5. We have carefully considered the rival submissions. In the case of D. Kanniah Pillai (supra), their Lordships of the Hon'ble Madras High Court were dealing with the issue of whether a sale takes place within commercial parlance or within the meaning of the Indian Sale of Goods Act, 1930, when a partner converts his proprietary concern into a partnership, of which he is a partner, and they did not consider whether this amounts to extinguishment of rights or interest in the property converted by the sole proprietor into a partnership property.

Similarly, in the case of A.V. Bhanoji Rao (supra) their Lordships were dealing with the issue of whether the execution of a deed was necessary for transfer of property by a partner to the partnership firm and when the transfer took place. Both of these cases will, therefore, be of no help on the facts of the present case, where the issue is whether there was an extinguishment of the rights or interest of a partner in a property transferred by him to a firm as his capita! contribution. It is also necessary here to point out that the ruling of the Hon'ble Gujarat High Court in the case of Kartikey V. Sarabhai (supra) was not only followed by their Lordships in the case of H.H. Maharaja F.P.Gaekwad (supra), the special leave petition against the judgment of the Hon'ble High Court in the case of H.H. Maharaja F.P. Gaekwad (supra) was dismissed by the Hon'ble High Court in 140 ITR (St.) 23. With very great respect, therefore, to the ruling of the Hon'ble Madras High Court in the case of H. Rajan and H. Kantian (supra), we would prefer to follow the ruling of the Hon'ble Gujarat High Court in the case of Kartikey V. Sarabhai (supra). We, therefore, hold that on the transfer of shares by the assessee to the partnership firm, V.S. Apte & Sons, as his capital contribution to the firm, of which he was a partner, a 'transfer' within the meaning of Section 2(47) took place, and the surplus resulting from this transfer amounted to capital gains within the meaning of Section 45 of the Act.

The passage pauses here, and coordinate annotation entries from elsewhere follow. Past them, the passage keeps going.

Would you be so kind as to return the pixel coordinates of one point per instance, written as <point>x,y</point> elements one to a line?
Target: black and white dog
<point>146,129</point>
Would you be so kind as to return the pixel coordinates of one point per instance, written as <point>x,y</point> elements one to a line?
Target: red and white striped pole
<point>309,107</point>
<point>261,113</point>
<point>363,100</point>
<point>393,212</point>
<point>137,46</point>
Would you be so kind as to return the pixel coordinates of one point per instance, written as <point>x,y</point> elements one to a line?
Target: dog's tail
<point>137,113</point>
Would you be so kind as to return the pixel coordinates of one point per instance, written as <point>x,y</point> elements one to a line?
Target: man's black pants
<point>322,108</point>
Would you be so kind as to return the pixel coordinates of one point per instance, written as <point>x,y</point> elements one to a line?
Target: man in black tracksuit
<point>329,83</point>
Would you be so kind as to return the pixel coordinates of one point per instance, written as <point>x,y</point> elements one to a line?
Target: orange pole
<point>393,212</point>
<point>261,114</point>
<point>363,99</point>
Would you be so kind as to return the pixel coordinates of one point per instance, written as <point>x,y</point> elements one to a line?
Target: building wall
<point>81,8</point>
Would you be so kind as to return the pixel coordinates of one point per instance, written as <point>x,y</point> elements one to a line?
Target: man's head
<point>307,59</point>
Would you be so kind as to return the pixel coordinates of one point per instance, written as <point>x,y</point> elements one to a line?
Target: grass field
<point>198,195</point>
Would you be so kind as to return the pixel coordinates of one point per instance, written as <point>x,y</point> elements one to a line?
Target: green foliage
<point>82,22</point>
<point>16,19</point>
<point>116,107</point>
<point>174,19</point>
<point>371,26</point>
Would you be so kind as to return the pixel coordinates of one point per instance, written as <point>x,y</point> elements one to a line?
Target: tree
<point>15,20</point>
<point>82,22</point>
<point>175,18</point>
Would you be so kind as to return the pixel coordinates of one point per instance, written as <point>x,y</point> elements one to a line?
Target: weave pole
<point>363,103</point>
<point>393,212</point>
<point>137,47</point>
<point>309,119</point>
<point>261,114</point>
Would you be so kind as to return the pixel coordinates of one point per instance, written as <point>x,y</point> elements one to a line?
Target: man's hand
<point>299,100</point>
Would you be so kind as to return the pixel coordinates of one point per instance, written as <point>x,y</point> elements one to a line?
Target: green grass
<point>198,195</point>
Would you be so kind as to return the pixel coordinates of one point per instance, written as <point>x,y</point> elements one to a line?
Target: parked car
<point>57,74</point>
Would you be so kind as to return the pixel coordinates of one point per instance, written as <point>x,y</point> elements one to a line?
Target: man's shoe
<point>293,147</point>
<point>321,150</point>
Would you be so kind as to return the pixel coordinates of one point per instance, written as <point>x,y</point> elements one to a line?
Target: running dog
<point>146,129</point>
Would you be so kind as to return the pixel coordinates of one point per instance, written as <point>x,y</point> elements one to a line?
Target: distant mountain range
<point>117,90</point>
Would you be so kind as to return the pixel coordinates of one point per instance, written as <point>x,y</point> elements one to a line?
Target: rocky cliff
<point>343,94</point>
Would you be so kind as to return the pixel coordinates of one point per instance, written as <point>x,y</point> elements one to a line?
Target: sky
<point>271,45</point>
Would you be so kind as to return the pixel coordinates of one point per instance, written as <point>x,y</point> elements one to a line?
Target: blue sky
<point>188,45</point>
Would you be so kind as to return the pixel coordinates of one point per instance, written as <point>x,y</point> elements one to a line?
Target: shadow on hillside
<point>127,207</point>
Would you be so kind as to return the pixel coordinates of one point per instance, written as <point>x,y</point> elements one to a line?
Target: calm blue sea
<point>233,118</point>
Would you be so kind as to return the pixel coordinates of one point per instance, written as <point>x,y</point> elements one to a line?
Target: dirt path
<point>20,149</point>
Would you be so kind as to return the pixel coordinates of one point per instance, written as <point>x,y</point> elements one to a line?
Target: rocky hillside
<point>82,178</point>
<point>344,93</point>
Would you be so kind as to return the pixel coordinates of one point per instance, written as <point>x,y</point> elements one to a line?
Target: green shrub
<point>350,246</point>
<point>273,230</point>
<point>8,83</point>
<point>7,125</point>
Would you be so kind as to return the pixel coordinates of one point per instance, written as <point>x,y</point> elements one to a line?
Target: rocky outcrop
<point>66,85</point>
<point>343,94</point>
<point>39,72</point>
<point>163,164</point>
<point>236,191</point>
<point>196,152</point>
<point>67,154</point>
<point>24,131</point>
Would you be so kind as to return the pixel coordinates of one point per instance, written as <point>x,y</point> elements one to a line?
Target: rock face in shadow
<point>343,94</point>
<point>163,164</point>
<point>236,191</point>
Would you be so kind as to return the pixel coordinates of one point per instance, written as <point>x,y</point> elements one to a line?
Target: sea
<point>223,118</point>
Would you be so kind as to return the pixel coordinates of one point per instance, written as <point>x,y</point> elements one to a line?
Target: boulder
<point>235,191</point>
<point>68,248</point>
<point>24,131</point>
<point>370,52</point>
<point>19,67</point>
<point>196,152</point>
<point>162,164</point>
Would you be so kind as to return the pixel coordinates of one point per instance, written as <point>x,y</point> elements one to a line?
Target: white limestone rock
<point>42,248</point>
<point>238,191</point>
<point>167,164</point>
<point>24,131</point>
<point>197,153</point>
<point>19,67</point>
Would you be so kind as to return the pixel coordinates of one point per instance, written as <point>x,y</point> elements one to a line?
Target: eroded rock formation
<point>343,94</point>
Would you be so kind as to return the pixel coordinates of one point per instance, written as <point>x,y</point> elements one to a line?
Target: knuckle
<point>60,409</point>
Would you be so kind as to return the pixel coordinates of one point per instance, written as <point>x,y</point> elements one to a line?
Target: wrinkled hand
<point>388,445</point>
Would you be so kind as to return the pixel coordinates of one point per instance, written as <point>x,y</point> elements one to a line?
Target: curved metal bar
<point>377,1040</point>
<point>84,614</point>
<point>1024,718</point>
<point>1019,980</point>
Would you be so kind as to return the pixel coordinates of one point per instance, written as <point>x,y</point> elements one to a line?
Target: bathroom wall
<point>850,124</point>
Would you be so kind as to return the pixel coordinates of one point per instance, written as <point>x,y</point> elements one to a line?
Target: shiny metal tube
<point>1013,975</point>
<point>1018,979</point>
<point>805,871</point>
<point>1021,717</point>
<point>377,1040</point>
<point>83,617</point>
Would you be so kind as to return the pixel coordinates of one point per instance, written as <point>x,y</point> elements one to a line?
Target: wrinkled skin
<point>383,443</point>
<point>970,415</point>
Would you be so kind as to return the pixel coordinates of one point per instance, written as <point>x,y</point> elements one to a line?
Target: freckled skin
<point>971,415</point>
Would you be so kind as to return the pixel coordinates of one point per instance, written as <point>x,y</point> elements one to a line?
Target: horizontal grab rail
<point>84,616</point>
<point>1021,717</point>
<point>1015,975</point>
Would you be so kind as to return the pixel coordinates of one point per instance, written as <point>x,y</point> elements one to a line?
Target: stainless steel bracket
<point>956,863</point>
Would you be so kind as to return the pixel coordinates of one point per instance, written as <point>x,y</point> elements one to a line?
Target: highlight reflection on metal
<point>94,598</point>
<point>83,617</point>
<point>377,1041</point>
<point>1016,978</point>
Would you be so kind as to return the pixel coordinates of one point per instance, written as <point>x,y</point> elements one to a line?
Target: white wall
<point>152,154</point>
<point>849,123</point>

No arguments were advanced before us that the capital gain on this transaction was not rightly worked out by the ITO. On the issue of capital gains on the transfer of shares, therefore, the order of the Commissioner (Appeals) is reversed, while the order of the ITO is restored.

6. The next grievance in this appeal is against the direction of the Commissioner (Appeals) that the share of loss of the assessee's wife from the firm, V.S. Apte & Sons, in which the assessee was also a partner, should be taken into account while working out the assessee's total income. Both the learned departmental representative, Shri Kumar, as well as the assessee's learned Counsel, Shri Inamdar, submitted to us that the identical issue also cropped up in the appeals relating to the assessment years 1973-74 and 1974-75 in IT Appeal Nos. 1381 and 1382 (Bom.) of 1975-76 and the facts relevant to the point at issue, as well as the arguments of both the sides, were the same as were before the Tribunal in the appeals relating to the assessment years 1973-74 and 1974-75.

7. We have carefully considered the rival submissions. Following with respect the order of the Tribunal in the appeals relating to the assessment years 1973-74 and 1974-75, we uphold the direction of the Commissioner (Appeals) that the share of loss of the assessee's wife from the firm, V.S. Apte & Sons, in which the assessee is also a partner, should also be taken into account while working out the assessee's total income.